The week in investor relations: Record falls, short-selling bans and bear markets

Mar 13, 2020
This week’s other IR-related stories that we didn’t cover on IRmagazine.com

– On Thursday, markets suffered their worst one-day fall since Black Monday 1987 amid the continuing spread of coronavirus around the world, reported Reuters. US stocks fell around 10 percent, while some markets in continental Europe dropped even further. Italy – the worst-hit in Europe – saw its main index lose 17 percent. Investors appeared spooked by US President Donald Trump’s travel ban on European nations, announced on Wednesday evening. 

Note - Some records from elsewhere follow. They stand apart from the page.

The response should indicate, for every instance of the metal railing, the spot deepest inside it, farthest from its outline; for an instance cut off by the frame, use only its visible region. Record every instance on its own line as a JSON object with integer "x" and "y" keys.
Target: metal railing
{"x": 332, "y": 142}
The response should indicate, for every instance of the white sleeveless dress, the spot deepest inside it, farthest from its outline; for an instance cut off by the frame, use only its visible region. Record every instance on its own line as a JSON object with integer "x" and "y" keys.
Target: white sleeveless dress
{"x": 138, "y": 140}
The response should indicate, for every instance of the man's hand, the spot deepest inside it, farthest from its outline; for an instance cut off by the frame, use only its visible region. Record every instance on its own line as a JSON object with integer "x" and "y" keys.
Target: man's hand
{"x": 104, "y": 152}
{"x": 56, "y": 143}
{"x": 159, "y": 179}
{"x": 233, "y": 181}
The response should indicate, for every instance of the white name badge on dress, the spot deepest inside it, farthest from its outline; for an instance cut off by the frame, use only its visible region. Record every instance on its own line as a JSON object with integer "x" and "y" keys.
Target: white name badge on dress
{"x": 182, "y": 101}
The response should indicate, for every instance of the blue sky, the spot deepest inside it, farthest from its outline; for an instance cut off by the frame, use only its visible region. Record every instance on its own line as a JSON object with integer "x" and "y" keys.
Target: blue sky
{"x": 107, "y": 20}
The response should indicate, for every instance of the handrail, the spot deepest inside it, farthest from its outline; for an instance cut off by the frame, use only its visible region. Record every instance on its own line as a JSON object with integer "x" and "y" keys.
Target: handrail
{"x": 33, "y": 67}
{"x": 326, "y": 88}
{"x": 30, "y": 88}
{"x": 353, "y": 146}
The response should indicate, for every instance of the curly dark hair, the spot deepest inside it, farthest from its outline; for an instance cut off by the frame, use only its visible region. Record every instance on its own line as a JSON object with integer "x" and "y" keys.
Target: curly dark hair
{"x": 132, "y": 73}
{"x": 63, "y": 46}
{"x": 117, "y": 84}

– Following huge falls in share prices on Thursday, some regulators moved to ban short-selling in selected stocks or whole markets, according to Bloomberg. Spain has banned short-selling in 69 stocks, targeting those that fell the most the previous day. Italy has selected 85 stocks where short-selling will be prohibited. South Korea’s financial regulator has taken the strongest action, banning short-selling of shares on major indices for six months.

– The Dow Jones Industrial Average officially entered bear market territory on Wednesday, the same day the World Health Organization classified coronavirus as a global pandemic, reported CNBC. By the end of the day, the index sat at more than 20 percent below its record high achieved on February 12. Goldman Sachs offered a note of optimism, saying the current fall is event-driven so markets could rebound strongly. 

– The eruption of a global price war over oil pushed markets even further down during the week, explained the Financial Times (paywall). Following the failure of oil producers to agree a cut in production, Saudi Arabia announced it would slash prices and flood the market with oil, causing prices to collapse around 30 percent. The news put further pressure on the stocks of energy companies, with BP’s shares dropping to their lowest point for 24 years.

– Activist investor Carl Icahn said he had increased his stake in Occidental Petroleum to 10 percent, reported Marketwatch. Icahn has been critical of the oil company over its decision to buy Anadarko Petroleum for $38 bn. The activist wants to use Occidental’s AGM this spring to replace the entire board. Since the deal was agreed, the company’s market cap has dropped from $46 bn to less than $12 bn.

– Investment firms have significantly increased recruitment to stewardship and other ESG roles, noted the FT (paywall). According to an analysis by the newspaper, the largest investors doubled the number of people in their stewardship teams between 2017 and 2020. Over the same period, the number of other ESG roles increased fourfold. ‘It is one of the biggest trends we are seeing [in asset management recruitment],’ said Emma Wallis of the Buy-Side Club, a recruitment firm.

Financial News reported that major banks have continued to cancel or postpone conferences amid the coronavirus outbreak. BNP Paribas, Goldman Sachs and Credit Suisse are among the firms to make recent changes to their schedules. Some conferences will still go ahead but as virtual events, such as Citigroup’s Digital Money Symposium 2020.